Rolling Motion - University Physics Volume 1 | OpenStax

Learning Objectives

• Understand the physics of rolling motion without slipping
• Relate linear and angular variables in rolling motion
• Calculate linear and angular accelerations with and without slipping
• Determine static friction force in rolling motion
• Apply energy conservation in analyzing rolling motion

Introduction to Rolling Motion

• Rolling motion is a combination of rotational and translational motion.
• Key examples include:
  • Wheels on cars, airplanes, and robotic explorers.
• Understanding forces and torques in rolling motion is crucial.
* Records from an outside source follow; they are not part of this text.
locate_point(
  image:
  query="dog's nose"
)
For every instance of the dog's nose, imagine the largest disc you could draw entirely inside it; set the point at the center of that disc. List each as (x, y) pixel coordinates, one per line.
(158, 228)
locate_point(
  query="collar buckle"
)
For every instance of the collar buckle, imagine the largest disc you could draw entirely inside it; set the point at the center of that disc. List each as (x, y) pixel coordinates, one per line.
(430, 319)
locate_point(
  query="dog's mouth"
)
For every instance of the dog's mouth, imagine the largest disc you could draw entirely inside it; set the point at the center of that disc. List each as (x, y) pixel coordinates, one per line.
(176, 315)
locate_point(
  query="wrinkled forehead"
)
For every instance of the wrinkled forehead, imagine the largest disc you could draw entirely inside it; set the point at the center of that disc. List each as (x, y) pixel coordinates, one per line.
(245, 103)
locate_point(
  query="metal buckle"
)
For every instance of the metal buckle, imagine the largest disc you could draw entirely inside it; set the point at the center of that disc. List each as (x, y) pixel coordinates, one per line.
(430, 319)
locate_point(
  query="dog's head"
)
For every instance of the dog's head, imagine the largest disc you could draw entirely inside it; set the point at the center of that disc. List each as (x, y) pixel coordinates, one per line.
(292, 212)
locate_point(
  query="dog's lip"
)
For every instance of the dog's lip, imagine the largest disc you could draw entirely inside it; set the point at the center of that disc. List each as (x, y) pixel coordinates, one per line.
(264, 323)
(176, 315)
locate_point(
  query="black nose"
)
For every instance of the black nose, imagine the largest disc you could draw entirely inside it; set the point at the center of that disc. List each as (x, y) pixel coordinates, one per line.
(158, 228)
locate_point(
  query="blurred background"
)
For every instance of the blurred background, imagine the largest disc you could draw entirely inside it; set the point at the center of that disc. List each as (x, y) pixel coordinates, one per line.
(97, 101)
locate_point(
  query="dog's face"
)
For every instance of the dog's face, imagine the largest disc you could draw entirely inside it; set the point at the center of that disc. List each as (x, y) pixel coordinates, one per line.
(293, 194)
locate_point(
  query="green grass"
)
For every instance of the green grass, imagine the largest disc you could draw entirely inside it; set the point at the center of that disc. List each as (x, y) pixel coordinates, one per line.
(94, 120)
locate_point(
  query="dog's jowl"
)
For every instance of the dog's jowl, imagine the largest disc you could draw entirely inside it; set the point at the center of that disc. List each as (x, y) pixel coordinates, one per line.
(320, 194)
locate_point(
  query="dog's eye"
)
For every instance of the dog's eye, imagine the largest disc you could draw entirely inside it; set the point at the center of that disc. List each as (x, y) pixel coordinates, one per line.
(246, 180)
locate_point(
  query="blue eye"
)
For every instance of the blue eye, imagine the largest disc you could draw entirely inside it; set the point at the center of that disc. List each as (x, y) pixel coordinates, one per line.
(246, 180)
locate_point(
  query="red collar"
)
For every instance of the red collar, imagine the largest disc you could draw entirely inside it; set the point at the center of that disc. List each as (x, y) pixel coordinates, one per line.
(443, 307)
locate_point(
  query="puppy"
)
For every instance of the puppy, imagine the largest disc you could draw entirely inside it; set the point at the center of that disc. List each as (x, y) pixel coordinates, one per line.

Rolling Motion without Slipping

• Observed since the invention of the wheel.
• Static friction keeps cars' tires in contact with the road during rolling.
  • Without slipping, the bottom of the wheel is at rest relative to the ground.
• Key Points:
  • Linear velocity and acceleration can be derived from angular variables.
  • v_CM = ωR a_CM = αR
  • Distance traveled: d_CM = θR

Example: Rolling Down an Inclined Plane

• Analyze a solid cylinder rolling down without slipping.
• Forces involved: Normal force, gravitational force, static friction.
• Linear acceleration expressed using moment of inertia.
  • Formula: a_CM = \frac{mgsinθ}{m + \frac{I_{CM}}{R^2}}
• Static friction must be sufficient to prevent slipping.
• Relation between static friction and incline angle: s ≥ \frac{1}{3}tanθ

Rolling Motion with Slipping

• Kinetic friction is involved when slipping occurs.
• Relationships between linear and angular variables change.
  • Key Relationships:
  • v_CM ≠ ωR a_CM ≠ αR

Example: Rolling Down an Incline with Slipping

• Solve using kinetic friction instead of static friction.
• Formula for acceleration: a_CM = g(sinθ - μ_kcosθ)
• Angular acceleration depends on kinetic friction and incline: α = \frac{2μ_kgcosθ}{R}

Conservation of Mechanical Energy in Rolling Motion

• Total mechanical energy includes translational and rotational kinetic energy, and potential energy: E_T = \frac{1}{2}mv_{CM}^2 + \frac{1}{2}I_{CM}ω^2 + mgh
• Energy conserved if no nonconservative forces (e.g., slipping, air resistance).
• Example: Curiosity on Mars
  • Wheel rolling without slipping.
  • Use energy conservation to find velocity:
  v_CM = \sqrt{gh}

Summary

• Rolling motion combines translation and rotation.
• Static friction is central to rolling without slipping.
• Energy conservation useful in predicting motion outcomes.
• Understanding the physics helps in analyzing real-world applications, such as vehicle dynamics and planetary exploration.